Pokahontas, because I know damage happens whether I like it or not, and particularly because my strands are fine and so will not be able to hang around the way your coarser strands might, I do not wait till I see the splits. If I did, my hair would be breaking something awful and I'd be stuck at SL like I was for 30+ years of my life. So I dust before I can see them thus catching the splits at the microscopic scale and I dust ALL the strands because I know that just because I cannot see them doesn't mean they are not there. I know wear and tear is happening all the time. A nice clean cut slows down the damage and buys me more time to grow some length but it just creates a new end that will slowly start to wear and tear. The idea to keep splits just at the "starting point" where they haven't wrecked much havoc to my hair and by doing so, I don't get to experience the breakage or thinning that occurs if I wait any longer.

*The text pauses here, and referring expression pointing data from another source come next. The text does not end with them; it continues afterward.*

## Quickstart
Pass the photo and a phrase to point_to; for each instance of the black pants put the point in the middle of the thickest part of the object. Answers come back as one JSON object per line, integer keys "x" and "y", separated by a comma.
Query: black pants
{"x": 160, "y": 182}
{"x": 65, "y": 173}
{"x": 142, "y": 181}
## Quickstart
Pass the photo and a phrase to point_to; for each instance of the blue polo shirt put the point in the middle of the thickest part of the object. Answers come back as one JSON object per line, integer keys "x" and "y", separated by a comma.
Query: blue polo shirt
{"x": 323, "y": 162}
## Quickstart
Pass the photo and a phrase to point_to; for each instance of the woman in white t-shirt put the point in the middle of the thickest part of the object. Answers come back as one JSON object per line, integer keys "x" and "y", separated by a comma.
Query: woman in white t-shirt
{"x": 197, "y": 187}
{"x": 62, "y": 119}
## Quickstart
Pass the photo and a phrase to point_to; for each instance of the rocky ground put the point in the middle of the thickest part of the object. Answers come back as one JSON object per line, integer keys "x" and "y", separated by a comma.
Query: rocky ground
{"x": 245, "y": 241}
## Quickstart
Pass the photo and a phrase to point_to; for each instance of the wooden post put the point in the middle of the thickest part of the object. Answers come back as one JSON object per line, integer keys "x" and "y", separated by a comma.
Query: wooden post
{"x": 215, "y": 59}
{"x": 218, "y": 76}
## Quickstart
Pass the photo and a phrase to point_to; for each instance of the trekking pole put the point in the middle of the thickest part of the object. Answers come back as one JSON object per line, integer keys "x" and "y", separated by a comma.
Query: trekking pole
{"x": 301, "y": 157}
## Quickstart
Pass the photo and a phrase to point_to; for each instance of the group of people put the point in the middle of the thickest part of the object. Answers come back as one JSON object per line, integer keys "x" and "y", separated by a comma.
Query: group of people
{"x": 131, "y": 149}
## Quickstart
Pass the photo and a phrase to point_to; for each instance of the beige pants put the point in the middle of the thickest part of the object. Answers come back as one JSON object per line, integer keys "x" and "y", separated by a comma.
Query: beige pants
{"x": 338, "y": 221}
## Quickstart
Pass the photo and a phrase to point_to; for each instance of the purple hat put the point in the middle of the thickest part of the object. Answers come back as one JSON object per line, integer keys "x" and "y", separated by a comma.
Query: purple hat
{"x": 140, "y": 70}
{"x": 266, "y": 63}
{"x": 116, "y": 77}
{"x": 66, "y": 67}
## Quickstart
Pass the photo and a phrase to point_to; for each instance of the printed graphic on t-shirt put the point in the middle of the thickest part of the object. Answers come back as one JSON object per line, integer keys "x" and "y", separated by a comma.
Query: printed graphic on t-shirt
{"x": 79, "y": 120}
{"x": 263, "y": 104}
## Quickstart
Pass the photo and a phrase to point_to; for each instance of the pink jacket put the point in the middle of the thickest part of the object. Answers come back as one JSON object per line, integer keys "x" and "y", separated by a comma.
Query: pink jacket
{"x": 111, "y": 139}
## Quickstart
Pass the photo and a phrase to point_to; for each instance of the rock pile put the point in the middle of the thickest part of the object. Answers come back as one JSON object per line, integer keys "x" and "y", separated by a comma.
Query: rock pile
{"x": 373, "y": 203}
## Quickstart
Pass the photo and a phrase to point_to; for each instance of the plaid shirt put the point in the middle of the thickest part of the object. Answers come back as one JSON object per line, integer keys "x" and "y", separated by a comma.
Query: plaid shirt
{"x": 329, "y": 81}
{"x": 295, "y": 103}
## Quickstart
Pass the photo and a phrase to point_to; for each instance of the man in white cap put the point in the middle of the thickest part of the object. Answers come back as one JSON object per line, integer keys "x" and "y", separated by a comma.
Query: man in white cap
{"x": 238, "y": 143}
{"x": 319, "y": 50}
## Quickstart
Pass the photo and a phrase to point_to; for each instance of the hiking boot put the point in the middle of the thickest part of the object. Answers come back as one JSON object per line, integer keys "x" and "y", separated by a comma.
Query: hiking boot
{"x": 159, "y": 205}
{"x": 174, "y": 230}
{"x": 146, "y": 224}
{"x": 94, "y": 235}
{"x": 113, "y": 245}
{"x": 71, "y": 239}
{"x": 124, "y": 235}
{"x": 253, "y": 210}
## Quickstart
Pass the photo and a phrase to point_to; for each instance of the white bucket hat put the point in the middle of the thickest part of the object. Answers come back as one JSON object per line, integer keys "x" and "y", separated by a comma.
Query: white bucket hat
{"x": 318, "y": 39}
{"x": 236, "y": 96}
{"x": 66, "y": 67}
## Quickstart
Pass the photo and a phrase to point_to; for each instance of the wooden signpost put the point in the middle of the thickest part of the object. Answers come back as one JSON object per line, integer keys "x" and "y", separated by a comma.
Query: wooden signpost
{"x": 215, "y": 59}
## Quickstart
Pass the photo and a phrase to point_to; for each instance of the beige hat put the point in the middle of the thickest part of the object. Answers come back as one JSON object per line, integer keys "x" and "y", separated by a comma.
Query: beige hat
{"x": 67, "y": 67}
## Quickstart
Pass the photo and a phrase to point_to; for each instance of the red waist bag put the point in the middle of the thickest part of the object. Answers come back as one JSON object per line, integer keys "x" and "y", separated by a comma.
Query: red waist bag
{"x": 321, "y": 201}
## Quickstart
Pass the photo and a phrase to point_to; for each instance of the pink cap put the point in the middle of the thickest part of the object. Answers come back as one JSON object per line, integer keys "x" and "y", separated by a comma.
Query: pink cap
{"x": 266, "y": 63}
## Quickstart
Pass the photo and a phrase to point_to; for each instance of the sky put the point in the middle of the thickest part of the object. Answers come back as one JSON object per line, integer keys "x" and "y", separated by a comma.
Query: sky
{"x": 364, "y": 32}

By doing this, I find I can afford to get away with dusting a very tiny bit and still have my hair looking full from base to ends and also I'm able to see it gain some length. Doesn't mean I don't have any splits. They are just too small for me to see them (think: at their starting stages) and my fine stands retain better if I keep splits at that small scale.

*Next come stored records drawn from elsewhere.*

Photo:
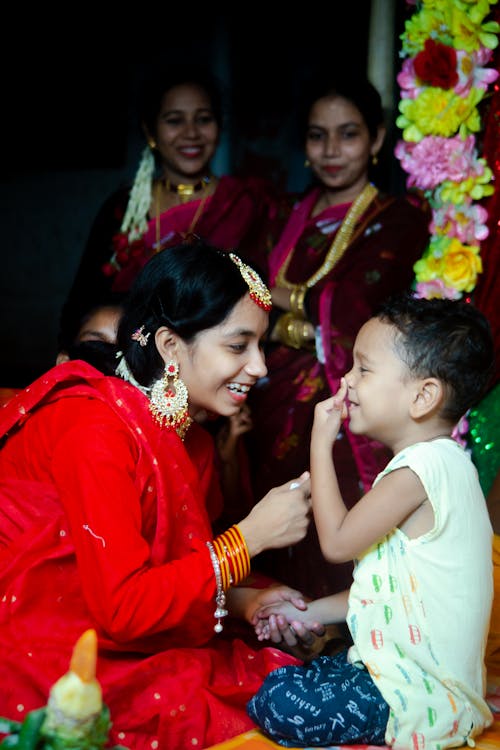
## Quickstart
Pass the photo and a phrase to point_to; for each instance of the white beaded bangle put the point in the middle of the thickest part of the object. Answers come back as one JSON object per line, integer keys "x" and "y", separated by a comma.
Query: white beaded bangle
{"x": 220, "y": 597}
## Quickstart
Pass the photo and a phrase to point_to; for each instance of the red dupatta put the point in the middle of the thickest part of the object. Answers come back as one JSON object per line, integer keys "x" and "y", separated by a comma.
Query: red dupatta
{"x": 77, "y": 378}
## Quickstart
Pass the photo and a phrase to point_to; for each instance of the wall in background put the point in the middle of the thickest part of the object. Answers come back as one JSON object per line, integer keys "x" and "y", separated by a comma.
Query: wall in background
{"x": 70, "y": 137}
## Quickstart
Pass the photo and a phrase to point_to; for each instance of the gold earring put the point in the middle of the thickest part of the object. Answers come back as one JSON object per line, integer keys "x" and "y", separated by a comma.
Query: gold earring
{"x": 169, "y": 402}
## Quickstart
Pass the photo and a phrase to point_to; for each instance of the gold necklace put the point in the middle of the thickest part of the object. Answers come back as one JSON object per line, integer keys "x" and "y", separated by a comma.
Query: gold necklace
{"x": 339, "y": 244}
{"x": 204, "y": 183}
{"x": 186, "y": 191}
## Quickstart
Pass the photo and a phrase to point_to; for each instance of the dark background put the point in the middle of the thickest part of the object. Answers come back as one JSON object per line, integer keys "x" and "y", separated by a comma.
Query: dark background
{"x": 69, "y": 134}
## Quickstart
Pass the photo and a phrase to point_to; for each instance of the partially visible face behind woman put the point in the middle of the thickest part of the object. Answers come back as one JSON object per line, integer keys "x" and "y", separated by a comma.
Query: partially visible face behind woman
{"x": 187, "y": 132}
{"x": 339, "y": 146}
{"x": 221, "y": 365}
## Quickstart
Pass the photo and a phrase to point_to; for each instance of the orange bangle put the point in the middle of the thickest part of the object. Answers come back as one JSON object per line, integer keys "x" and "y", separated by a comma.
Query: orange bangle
{"x": 241, "y": 553}
{"x": 234, "y": 556}
{"x": 246, "y": 554}
{"x": 223, "y": 562}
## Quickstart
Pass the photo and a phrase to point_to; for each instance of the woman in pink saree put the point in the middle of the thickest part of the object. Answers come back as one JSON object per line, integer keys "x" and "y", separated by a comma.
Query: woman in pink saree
{"x": 175, "y": 195}
{"x": 345, "y": 248}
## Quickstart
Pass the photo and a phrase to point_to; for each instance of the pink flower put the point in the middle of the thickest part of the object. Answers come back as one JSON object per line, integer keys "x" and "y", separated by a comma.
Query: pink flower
{"x": 435, "y": 159}
{"x": 471, "y": 73}
{"x": 407, "y": 80}
{"x": 435, "y": 288}
{"x": 466, "y": 222}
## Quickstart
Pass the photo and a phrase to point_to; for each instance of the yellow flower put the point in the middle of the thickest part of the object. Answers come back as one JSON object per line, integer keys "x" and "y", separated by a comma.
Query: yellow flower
{"x": 461, "y": 265}
{"x": 429, "y": 267}
{"x": 439, "y": 112}
{"x": 474, "y": 187}
{"x": 418, "y": 28}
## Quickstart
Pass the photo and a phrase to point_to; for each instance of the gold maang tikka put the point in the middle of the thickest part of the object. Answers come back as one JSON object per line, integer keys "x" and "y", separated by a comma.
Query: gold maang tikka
{"x": 259, "y": 293}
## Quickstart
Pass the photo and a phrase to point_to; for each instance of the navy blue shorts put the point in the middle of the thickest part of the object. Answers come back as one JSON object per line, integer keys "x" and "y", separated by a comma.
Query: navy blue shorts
{"x": 325, "y": 702}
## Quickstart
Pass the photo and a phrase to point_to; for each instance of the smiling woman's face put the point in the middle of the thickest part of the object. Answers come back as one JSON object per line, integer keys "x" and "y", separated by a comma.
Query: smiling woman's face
{"x": 221, "y": 365}
{"x": 339, "y": 146}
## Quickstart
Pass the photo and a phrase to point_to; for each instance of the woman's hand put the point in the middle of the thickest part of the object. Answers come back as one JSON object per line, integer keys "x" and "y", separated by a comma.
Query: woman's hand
{"x": 257, "y": 605}
{"x": 280, "y": 519}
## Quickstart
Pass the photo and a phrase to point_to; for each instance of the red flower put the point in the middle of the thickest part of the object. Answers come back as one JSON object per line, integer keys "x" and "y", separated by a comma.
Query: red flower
{"x": 436, "y": 65}
{"x": 108, "y": 269}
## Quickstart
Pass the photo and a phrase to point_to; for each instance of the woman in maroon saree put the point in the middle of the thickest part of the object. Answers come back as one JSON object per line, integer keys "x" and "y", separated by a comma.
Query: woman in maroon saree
{"x": 174, "y": 196}
{"x": 345, "y": 248}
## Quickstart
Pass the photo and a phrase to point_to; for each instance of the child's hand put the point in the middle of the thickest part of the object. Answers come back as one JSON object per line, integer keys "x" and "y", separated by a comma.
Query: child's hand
{"x": 329, "y": 414}
{"x": 293, "y": 631}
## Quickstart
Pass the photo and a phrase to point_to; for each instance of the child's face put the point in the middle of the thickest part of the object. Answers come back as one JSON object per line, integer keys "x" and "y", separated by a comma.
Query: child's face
{"x": 379, "y": 386}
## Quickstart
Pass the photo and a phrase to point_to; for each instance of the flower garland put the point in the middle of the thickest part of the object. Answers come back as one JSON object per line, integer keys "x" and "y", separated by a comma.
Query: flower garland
{"x": 447, "y": 45}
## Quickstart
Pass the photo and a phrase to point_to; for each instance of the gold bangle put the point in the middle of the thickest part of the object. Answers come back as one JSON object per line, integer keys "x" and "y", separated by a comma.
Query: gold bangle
{"x": 297, "y": 297}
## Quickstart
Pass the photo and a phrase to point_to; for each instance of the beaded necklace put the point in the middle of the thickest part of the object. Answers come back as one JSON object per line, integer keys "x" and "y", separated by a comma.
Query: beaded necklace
{"x": 339, "y": 244}
{"x": 186, "y": 195}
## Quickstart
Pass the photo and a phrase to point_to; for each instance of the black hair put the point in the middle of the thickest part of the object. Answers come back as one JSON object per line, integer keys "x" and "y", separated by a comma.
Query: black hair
{"x": 447, "y": 339}
{"x": 354, "y": 87}
{"x": 164, "y": 80}
{"x": 188, "y": 288}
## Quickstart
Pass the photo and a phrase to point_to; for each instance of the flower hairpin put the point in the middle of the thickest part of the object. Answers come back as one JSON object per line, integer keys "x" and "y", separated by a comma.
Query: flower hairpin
{"x": 139, "y": 336}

About shorter strands: I don't worry about those for these reasons:
[*]they are shorter because they haven't been around for long to endure the wear and tearthat older strands found on the longer strands have endured;
[*]shorter strands enjoy "protection" without me needing to PS by virtue of being tucked away inside the longer strands.
My theory is split hair will break off whether you trim it yourself or leave it there, so if you have WL length and your CBL hair has splits, then that is as bad as having mid-shaft splits and there has to be something you're doing wrong to cause your hair to be splitting at such an early stage when the rest of your strands have survived all the years it took to get to WL. Hair that is split WILL break, and if splits are happening to hair that is only a few years old, on a head whose hairs usually survive many more years...then something is wrong. Alternatively, you might just have the sort of coarse strands that can split, tear and continue to hang on and make it to great lengths. And if you have a lot of hair, such damage may not be the kind that affects that look of your hair. If you consider this lady:
Her hair splits too, only she must have some really strong/coarse strands that no matter how much styling, washing, exposure to the elements her strands endure, it's only when her hair is almost as long as she's tall that this wearing of strands leads to breakage or at least tearing off of the splits--and so her hair starts to thin. But even then, you can see that she still has strands that continue to hold on so that she ends up with a skinny tail probably made of many strand but which looks like only 3 because wear and tear has creates skinny end. So splits on her hair may not affect her hair the way they do my fine and oh-so-weak strands. And likewise, the reason YOU can find splits in your long hair is because they don't affect you the way they do me. So you can afford to leave them in your hair for a while. (BTW, how do you S&D? You don't do the twisting method do you?)
Since it's impossible to inspect every strand, it seems as futile to me as counting how many drops it takes to fill an ocean to expect every single strand of your hair to be in perfect shape and to be worrying about the strands that only recently started growing and are therefore are stronger and healthier than the older longer strands that have been around to actually experience damage.